Finance Minister Makis Keravnos praised Moody's decision to elevate Cyprus's economy to the investment grade, as "this move underscores the impressive resilience of the Cypriot economy amidst global challenges." The Minister emphasized that the government's strategic economic policies played a pivotal role in fortifying the nation's economy, public finances, and banking sector.
Furthermore, reflecting on the DBRS's uplift of Cyprus' credit rating to "BBB (high) with a stable outlook," Keravnos attributed this positive change to the diminishing public debt and a strong economic growth trajectory, which is projected to increase real GDP by 2.4% in 2023 and 2.7% in 2024.
In his official statement, the Minister announced that following the Moody's endorsement, "Cyprus has now achieved investment grade status across all major international rating agencies." He added that while most agencies place Cyprus within the first two levels of the investment grade, DBRS ranks it at the third.
Keravnos assured the public of the government's commitment to backing economic activity, emphasizing its focus on sustainable development, employment, and fiscal prudence. He underscored the Ministry's strategy, which is oriented towards harnessing European funds and programs to the fullest to fortify the Cypriot economy and society.
The Cyprus Chamber of Commerce and Industry has expressed its great satisfaction over the two-notch upgrade of Cyprus' credit rating by Moody’s.
In a statement, KEVE mentioned this significant development marks the return of Cyprus to the investment grade, moving it out of the "junk" category after 11 years. "The advantages of this upgrade for Cyprus are crystal clear. Now, we can approach foreign markets unhindered, promote our investments more efficiently, and generally project our country's economic persona more robustly abroad," the statement said.
However, KEVE pointed out that Moody’s has also highlighted challenges that still linger in the Cypriot economy. Among these challenges are the potential slower progress in implementing the investments and reforms related to the Cyprus National Recovery and Resilience Plan, as well as lingering risks tied to the banking sector that could jeopardize positive economic and fiscal momentum. KEVE added that Moody’s anticipates the authorities will remain committed to fiscal discipline.

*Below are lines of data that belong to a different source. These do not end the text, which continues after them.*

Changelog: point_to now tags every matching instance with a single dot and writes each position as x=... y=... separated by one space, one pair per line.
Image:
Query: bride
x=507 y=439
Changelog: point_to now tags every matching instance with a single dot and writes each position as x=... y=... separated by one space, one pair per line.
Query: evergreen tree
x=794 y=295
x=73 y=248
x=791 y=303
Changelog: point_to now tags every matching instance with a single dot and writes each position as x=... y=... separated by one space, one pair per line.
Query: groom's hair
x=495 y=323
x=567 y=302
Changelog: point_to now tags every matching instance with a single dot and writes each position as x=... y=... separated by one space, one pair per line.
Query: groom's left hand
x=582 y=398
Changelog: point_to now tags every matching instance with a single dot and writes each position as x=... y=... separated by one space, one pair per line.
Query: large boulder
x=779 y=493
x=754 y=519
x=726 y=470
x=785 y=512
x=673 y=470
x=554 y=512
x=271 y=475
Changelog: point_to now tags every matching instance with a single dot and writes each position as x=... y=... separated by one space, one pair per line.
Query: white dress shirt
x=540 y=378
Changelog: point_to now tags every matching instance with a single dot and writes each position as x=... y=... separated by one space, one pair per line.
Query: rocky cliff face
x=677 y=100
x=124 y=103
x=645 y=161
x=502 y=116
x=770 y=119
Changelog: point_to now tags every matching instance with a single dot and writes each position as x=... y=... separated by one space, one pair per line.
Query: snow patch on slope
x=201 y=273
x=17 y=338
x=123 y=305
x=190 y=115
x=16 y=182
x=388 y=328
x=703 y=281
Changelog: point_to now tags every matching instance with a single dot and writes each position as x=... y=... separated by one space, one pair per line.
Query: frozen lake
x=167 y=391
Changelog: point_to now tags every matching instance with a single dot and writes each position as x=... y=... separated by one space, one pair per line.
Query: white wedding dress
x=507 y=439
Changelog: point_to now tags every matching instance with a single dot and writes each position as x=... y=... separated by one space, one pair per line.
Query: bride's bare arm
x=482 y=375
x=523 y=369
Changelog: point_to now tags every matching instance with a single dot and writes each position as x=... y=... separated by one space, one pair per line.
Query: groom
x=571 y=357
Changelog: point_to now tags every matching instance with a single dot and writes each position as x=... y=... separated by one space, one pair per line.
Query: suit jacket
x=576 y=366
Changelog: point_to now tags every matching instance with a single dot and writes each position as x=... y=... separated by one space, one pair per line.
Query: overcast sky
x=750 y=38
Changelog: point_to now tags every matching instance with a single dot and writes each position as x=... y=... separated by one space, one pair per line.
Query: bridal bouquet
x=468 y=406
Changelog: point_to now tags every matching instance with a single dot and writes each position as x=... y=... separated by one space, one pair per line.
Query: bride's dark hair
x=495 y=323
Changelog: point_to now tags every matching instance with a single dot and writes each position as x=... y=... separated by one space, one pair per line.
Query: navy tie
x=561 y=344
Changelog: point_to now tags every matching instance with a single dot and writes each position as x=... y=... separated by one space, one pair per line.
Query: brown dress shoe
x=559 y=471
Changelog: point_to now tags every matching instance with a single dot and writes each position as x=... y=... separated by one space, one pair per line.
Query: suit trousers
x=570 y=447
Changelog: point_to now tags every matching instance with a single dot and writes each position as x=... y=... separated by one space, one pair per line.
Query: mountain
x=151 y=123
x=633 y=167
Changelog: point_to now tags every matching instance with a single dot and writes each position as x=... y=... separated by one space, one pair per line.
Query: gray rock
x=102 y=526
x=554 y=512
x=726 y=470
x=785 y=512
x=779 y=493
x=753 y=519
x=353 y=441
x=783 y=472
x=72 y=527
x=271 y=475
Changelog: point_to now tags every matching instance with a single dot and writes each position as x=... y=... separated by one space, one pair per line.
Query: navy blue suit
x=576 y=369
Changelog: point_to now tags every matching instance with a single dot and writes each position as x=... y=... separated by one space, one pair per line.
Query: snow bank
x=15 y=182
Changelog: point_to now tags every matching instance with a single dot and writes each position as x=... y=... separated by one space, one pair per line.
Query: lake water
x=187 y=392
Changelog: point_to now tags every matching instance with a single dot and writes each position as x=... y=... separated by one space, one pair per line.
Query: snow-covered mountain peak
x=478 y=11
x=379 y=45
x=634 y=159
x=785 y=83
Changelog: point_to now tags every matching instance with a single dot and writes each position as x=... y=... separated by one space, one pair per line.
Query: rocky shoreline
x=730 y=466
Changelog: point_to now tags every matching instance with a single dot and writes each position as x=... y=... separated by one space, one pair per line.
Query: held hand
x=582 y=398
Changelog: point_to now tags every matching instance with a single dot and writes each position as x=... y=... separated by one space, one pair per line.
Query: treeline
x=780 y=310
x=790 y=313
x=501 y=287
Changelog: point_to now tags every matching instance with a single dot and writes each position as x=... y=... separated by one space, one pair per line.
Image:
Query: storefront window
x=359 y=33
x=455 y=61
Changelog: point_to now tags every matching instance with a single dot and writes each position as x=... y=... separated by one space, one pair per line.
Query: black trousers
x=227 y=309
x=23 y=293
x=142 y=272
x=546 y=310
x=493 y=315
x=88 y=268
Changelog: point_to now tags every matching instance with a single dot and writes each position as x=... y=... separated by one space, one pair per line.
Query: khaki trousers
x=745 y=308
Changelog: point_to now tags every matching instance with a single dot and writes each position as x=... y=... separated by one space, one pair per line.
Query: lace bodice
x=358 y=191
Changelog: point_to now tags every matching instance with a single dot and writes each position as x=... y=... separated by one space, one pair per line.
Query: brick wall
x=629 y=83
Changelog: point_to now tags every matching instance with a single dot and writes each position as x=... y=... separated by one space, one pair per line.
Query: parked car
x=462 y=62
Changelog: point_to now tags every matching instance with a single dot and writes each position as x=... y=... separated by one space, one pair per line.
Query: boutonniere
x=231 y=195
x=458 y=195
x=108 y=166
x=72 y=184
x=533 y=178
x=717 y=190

The statement further mentions that "Cyprus' exposure to climate risks could potentially undermine growth more than currently expected."
KEVE emphasized the importance of maintaining fiscal stability, promptly advancing reforms, efficiently utilizing the 1.2 billion euros from the Recovery and Resilience Fund, ensuring the full rectification of the banking system, and promoting policies addressing climate change.
"We urge all stakeholders, including the government, parliament, and the union movement, to rise to the occasion and collaborate in leveraging the favorable environment the Moody’s upgrade has cultivated for our economy," KEVE's statement concluded.